Product
TABLE OF CONTENTs
TABLE OF CONTENT
Sales enablement has a newsletter problem.
There are thousands of B2B newsletters competing for your inbox. But there are almost none dedicated specifically to enablement. And of those that exist, most are either vendor-owned content marketing dressed as editorial or general sales content that hasn't been adapted for an enablement audience in any meaningful way.

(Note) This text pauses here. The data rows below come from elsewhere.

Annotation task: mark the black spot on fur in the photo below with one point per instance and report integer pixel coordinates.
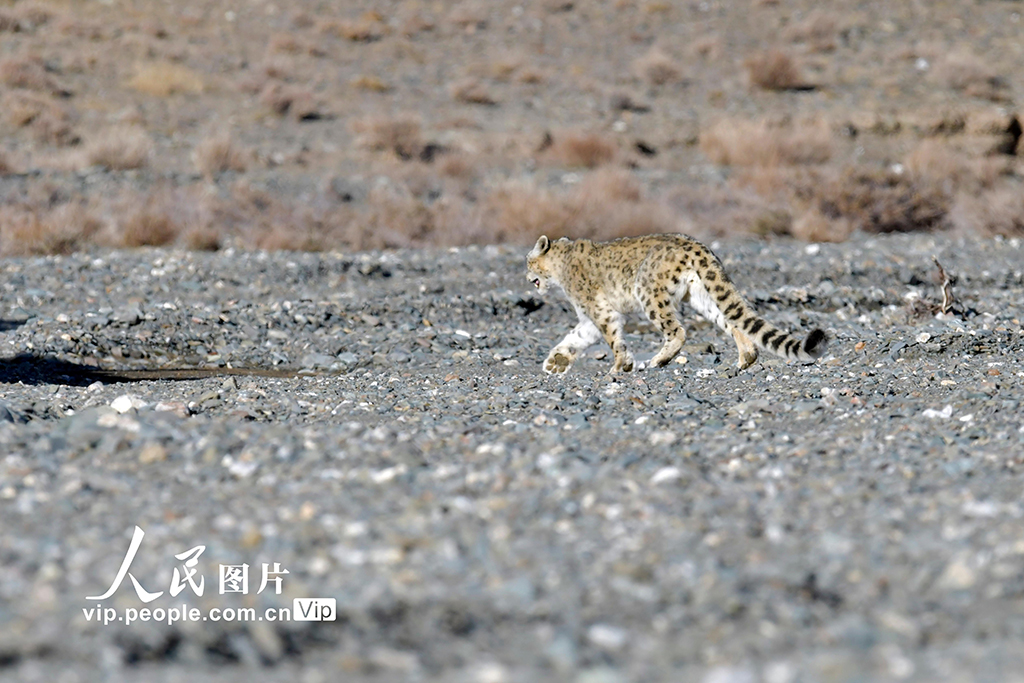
(814, 344)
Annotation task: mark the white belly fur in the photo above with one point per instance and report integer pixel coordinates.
(701, 301)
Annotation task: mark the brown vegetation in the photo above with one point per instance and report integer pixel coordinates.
(765, 143)
(217, 154)
(775, 70)
(401, 135)
(579, 150)
(905, 137)
(163, 79)
(35, 229)
(968, 73)
(49, 121)
(472, 91)
(118, 148)
(28, 73)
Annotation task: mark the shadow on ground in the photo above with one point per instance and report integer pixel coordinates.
(31, 369)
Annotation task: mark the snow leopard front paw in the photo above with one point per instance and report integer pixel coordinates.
(558, 361)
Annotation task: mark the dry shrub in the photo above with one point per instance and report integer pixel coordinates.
(997, 211)
(877, 201)
(470, 16)
(604, 205)
(81, 29)
(29, 73)
(47, 120)
(531, 76)
(8, 22)
(295, 101)
(286, 43)
(774, 70)
(371, 84)
(34, 229)
(163, 79)
(936, 162)
(709, 47)
(202, 238)
(368, 28)
(119, 148)
(657, 68)
(150, 223)
(217, 154)
(609, 184)
(402, 135)
(504, 68)
(471, 91)
(969, 74)
(32, 14)
(722, 209)
(516, 212)
(818, 31)
(578, 150)
(812, 225)
(458, 166)
(739, 142)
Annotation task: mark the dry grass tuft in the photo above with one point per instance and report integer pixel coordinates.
(33, 14)
(470, 15)
(812, 225)
(47, 120)
(163, 79)
(367, 29)
(458, 166)
(370, 84)
(151, 223)
(577, 150)
(969, 74)
(471, 91)
(119, 148)
(738, 142)
(34, 229)
(517, 212)
(657, 68)
(217, 154)
(997, 211)
(774, 70)
(878, 201)
(28, 73)
(402, 135)
(292, 100)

Here's every sales enablement newsletter worth subscribing to in 2026, where the editorial agenda is genuinely useful for enablement practitioners and leaders—not just a vehicle for a vendor's positioning.
1. Grow & Tell (by Dock)
Where to subscribe: dock.us/grow-and-tell
What makes it great: Grow & Tell (our newsletter!) covers real company, career, and growth stories from revenue leaders—the behind-the-scenes of how leaders actually built their enablement functions, scaled GTM, and navigated the hard parts of growing a company.
In 2026, we've gone deep on sales enablement specifically: what great enablement leadership looks like, how AI is changing the function, building new-rep onboarding and sales training programs that stick, value-selling frameworks, and how to earn credibility with both sales teams and leadership.
We pull stories from enablement leaders at companies like Gong, Vanta, Demandbase, Legora, and Rippling, and share what we're learning as we build Dock's own revenue enablement platform from scratch. It's the only newsletter that covers both sides: what other practitioners are building, and what the people building the tooling are actually figuring out.
What to expect:
- Candid, tactical deep dives on how enablement leaders built and scaled their programs
- Hard-won insights across onboarding, sales training, coaching, and value selling
- Honest coverage of what AI actually changes for the enablement function (and what it doesn't)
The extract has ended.